В его деятельности исторический критицизм достиг подлинного апогея. Молот его аргументов крушил самые распространенные исторические мифы и выбивал опоры из-под казавшихся доселе несомненными фактов. Голубинский был нравственный максималист, по духу своему напоминающий чем-то А.М. Бухарева [618] . Он не признавал никаких сделок с совестью, даже ради благой цели. При этом его идеал исторического метода конкретно персоналистичен. Историк становится и психологом, он воссоздает мотивацию действий исторической личности на основании строго выверенных фактических данных.
617
См. примечательное исследование конца 1920-х годов: Зубов В.П.К истории слова «Нигилизм» // Зубов В.П. Избранные труды. М., 2004. С. 385–400. – Примеч. ред.
618
Выпускник и преподаватель Московской духовной академии, Александр Матвеевич Бухарев, в монашестве – архимандрит Феодор (1824–1871) был на десять лет старше Голубинского; в 1862 году вышел из монашества после запрещения Синодом его многолетнего труда по богословию «Исследования Апокалипсиса». Его оригинальные идеи органического соединения мирского с духовным, попытки сопряжения начал православия и современных культурных течений представлены в его тогдашней публицистике (в сб .: Бухарев А.М.О современных духовных потребностях мысли и жизни, особенно Русской. М., 1865). См. антологию: Архимандрит Феодор (А.М. Бухарев): pro et contra.
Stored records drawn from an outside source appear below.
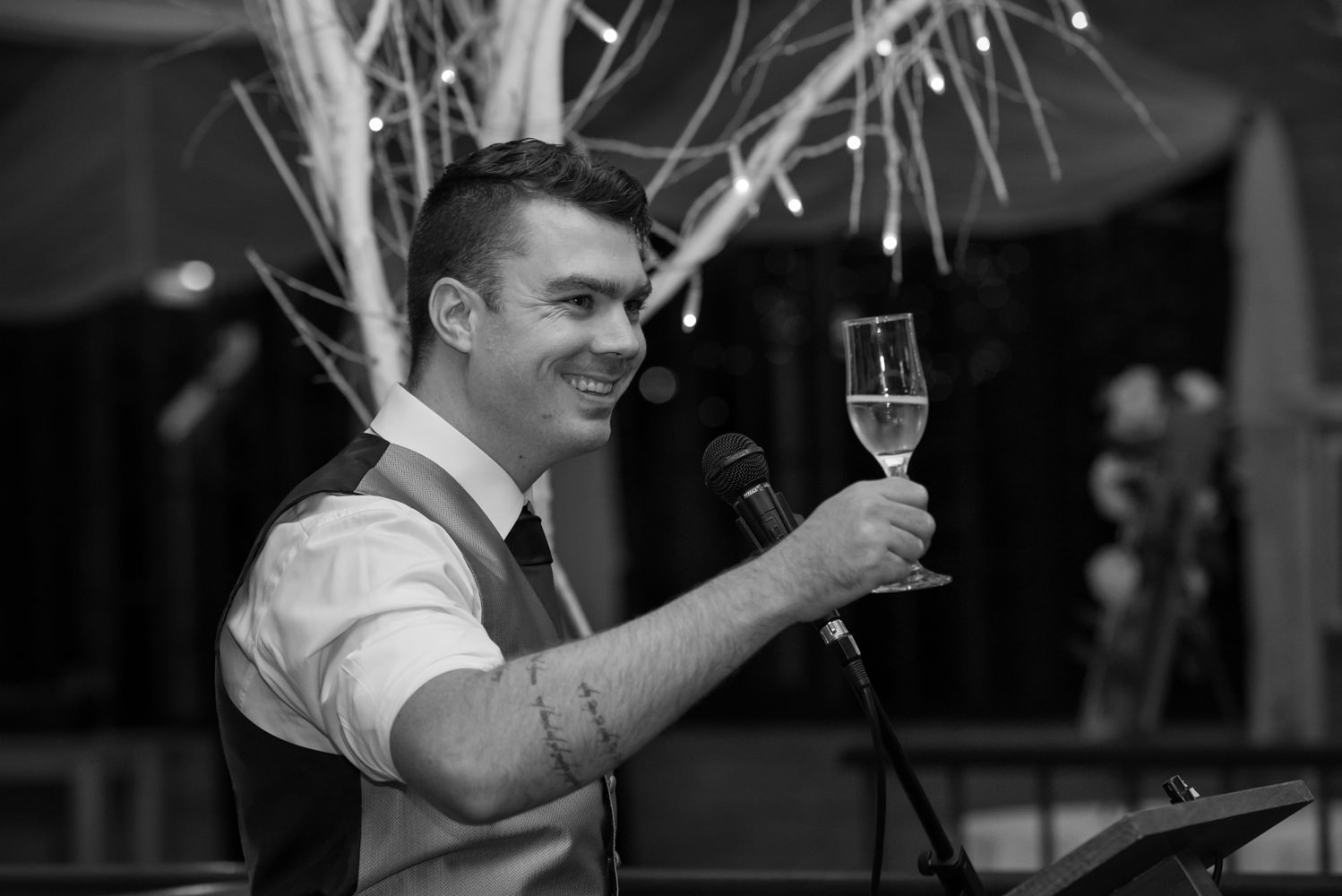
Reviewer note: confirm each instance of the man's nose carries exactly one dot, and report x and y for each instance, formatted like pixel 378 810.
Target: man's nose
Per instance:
pixel 617 334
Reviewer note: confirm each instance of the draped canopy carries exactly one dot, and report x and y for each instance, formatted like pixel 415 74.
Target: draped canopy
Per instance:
pixel 125 151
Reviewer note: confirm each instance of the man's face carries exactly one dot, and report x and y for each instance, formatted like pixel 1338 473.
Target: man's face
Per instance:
pixel 547 366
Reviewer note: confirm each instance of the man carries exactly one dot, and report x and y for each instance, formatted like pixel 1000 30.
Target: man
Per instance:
pixel 399 707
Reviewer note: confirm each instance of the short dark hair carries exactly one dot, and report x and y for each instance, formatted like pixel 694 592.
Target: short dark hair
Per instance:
pixel 470 216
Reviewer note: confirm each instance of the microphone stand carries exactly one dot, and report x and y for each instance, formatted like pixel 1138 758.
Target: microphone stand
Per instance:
pixel 949 863
pixel 764 518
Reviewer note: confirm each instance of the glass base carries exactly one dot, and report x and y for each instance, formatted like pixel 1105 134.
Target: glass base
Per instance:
pixel 918 577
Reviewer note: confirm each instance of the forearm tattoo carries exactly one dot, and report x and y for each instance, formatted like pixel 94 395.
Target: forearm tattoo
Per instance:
pixel 557 746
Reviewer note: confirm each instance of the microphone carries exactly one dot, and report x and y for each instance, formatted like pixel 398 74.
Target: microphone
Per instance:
pixel 736 470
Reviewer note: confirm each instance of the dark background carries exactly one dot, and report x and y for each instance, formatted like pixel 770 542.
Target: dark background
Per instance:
pixel 1018 342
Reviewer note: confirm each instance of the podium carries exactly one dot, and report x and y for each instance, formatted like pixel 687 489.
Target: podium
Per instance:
pixel 1166 850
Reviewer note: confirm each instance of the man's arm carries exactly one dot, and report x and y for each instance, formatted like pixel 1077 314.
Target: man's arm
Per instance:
pixel 482 746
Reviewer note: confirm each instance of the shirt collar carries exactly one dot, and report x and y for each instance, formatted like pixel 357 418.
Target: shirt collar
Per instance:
pixel 407 421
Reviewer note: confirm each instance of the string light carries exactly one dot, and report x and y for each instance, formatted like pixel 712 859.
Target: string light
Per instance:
pixel 598 26
pixel 978 24
pixel 693 299
pixel 788 192
pixel 1077 13
pixel 740 183
pixel 933 74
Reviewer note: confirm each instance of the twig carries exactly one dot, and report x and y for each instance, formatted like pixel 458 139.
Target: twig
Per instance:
pixel 304 331
pixel 305 208
pixel 719 78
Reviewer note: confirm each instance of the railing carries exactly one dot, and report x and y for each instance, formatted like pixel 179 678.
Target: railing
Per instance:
pixel 223 880
pixel 1129 776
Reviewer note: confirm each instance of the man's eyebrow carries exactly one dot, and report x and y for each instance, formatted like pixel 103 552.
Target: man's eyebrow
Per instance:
pixel 598 285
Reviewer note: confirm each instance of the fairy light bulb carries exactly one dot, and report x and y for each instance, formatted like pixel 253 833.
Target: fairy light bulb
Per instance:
pixel 935 81
pixel 788 192
pixel 978 26
pixel 1077 13
pixel 740 183
pixel 598 26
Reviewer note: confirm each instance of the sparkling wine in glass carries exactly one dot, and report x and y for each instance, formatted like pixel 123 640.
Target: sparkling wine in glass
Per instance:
pixel 887 404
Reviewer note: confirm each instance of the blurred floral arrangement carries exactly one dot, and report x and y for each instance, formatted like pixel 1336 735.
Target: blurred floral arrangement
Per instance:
pixel 1155 480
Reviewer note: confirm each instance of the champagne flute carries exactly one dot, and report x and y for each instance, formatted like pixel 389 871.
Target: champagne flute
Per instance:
pixel 887 404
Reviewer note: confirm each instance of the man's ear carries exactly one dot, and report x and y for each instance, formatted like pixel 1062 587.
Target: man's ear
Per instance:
pixel 452 310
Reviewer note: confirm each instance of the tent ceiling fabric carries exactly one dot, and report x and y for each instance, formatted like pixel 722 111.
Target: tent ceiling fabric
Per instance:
pixel 124 154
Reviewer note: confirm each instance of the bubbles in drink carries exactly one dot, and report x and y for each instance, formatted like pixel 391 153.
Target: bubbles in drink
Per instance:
pixel 889 424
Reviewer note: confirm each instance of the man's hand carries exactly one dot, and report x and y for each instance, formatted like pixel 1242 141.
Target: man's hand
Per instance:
pixel 862 537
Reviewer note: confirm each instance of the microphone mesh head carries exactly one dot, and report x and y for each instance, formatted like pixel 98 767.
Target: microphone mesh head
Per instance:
pixel 732 464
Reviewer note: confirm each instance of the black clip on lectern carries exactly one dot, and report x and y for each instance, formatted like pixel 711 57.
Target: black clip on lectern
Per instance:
pixel 1166 850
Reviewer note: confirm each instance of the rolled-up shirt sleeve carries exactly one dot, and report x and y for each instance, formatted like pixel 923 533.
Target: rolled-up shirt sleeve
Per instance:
pixel 377 599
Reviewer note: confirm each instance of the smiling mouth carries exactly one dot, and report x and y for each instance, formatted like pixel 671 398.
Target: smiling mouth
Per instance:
pixel 590 386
Личность и творчество архимандрита Феодора в оценке русских мыслителей и исследователей. СПб., 1997. – Примеч. ред.
Согласно собственным словам Голубинского,
идеал истории требует, чтобы люди, составляющие преемства лиц иерархических, и вообще все исторические деятели изображаемы были как живые люди с индивидуальной личной физиономией и с индивидуальным нравственным характером каждого, поелику в истории, подобно действительной жизни, которую она воспроизводит, всякий человек имеет значение только как живая нравственная личность и поелику наше нравственное чувство ищет находиться в живом общении с историческими людьми и хочет знать, должны ли мы воздавать им почести или произносить над ними строгий, так называемый исторический суд [619] .
619
Цит. по: Глубоковский Н.Н.Русская богословская наука… С. 49.
Монументальный труд «Истории Русской Церкви» (Т. 1–2, 1880–1911), из которого Голубинский при жизни успел выпустить первый том в двух огромных книгах и первую половину следующего (вторая начала выходить под редакцией С.А. Белокурова), охватывает события до середины XVI века. За это сочинение автор получил степень доктора.
Как отметил Н.Н. Глубоковский,
систематический критицизм был основным научно-историческим постулатом Е.Е. Голубинского, conditio sine qua non самой правдоспособности всякого добросовестного исторического труда. Это было главнейшим стимулом всего ученого подвига и составляло эссенциальное качество всех его результатов. Можно смело сказать, что научная история у Е.Е. Голубинского есть сплошная и всецелая критика, которая захватывает собой решительно все, не исключая последних мелочей вроде начертания имени «Владимiр», которое он, по специальным разысканиям, предлагал писать «Владимир» [620] .
620
См. первое примечание к первому тому – к названию начальной главы ( Голубинский Е.Е.История Русской Церкви. 2-е изд., испр. и доп. М., 1901. М., 1997. Т. 1. С. 1).